The treaty effectively ended warfare between the Teutonic Knights and the Grand Duchy of Lithuania, which had continued with brief interruptions since the 13th century. The last volunteer crusaders arrived in October 1422, after that the Knights had to rely on their own men or on mercenaries. It was a welcome development to Lithuania, as the treaty allowed it to direct its attention towards its Eastern territories and to internal reforms. War-devastated border regions in Samogitia and Suvalkija began to recover. However, the Polish–Teutonic disputes were not resolved. In a telling episode shortly after the treaty had been signed, the Knights and the Poles disputed a watermill in Lubicz, a strategic post which had been turned into a fortress. Vytautas was angered by the dispute and threatened to give up Palanga to the Knights if Poland did not surrender its claims to Lubicz. The Knights won this dispute.

The treaty put an effective end to the Polish–Lithuanian cooperation against the Knights. The Teutonic Knights attempted to befriend the Lithuanians, offering a royal crown to Vytautas in hopes of breaking up the Polish–Lithuanian union. During the Lithuanian Civil War (1431–1435), Lithuanian Duke Švitrigaila was able to employ the Polish–Teutonic animosity for his own advantages – the Knights invaded Poland, starting the Polish–Teutonic War. The two states battled again during the Thirteen Years' War (1454–66), a civil war that tore Prussia in half.

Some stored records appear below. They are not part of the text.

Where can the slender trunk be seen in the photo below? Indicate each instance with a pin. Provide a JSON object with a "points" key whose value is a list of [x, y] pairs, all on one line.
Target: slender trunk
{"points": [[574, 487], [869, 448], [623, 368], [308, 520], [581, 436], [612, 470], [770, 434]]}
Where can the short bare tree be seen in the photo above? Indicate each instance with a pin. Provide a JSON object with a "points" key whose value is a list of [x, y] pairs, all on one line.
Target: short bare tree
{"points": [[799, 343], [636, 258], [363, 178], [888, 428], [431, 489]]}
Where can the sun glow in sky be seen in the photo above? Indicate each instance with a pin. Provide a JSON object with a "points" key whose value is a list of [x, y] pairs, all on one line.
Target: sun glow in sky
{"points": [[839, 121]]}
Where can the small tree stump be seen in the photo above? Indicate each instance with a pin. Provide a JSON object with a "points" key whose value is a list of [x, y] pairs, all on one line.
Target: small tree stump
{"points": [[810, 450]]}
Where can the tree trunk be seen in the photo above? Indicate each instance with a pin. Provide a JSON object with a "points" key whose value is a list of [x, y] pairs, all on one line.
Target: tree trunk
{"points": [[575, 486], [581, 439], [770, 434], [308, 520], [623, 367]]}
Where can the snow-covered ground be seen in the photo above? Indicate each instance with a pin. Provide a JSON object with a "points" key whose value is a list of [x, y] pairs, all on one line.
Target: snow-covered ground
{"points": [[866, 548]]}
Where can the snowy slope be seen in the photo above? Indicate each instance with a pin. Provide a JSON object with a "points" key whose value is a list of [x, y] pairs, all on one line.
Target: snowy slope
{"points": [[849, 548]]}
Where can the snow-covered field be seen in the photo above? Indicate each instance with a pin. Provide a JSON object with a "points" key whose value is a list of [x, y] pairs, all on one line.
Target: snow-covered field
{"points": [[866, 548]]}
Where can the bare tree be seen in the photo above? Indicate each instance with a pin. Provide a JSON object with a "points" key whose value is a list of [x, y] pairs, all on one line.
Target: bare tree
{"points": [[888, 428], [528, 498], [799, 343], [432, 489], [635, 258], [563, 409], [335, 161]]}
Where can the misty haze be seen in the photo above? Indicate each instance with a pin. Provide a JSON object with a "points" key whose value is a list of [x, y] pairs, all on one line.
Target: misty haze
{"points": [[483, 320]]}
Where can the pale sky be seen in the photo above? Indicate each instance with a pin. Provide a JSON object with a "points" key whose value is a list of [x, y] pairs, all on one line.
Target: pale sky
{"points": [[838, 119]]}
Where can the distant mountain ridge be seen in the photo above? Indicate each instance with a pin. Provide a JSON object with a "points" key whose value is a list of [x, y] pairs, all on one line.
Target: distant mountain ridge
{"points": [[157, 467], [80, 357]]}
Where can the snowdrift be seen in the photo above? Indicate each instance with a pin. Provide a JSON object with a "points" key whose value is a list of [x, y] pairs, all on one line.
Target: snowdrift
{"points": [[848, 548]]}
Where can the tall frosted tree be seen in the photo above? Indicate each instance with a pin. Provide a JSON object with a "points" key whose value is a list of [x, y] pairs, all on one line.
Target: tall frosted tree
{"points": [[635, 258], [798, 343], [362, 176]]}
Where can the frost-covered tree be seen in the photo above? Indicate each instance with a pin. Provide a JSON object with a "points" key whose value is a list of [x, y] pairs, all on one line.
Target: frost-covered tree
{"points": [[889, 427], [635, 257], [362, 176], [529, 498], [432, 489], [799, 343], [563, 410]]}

The agreement drew the Prussian–Lithuanian border roughly and imprecisely, resulting in local demarcation disputes. The border was redrawn with greater detail and precision in 1532 and 1545. The border survived without major changes until World War I. In 1919, the Treaty of Versailles detached the Klaipėda Region (Memel Territory) from Germany as a League of Nations mandate. Lithuania annexed the region in 1923. The southern portion of the border, with small modifications, still survives as the border between Lithuania and Kaliningrad Oblast, Russia.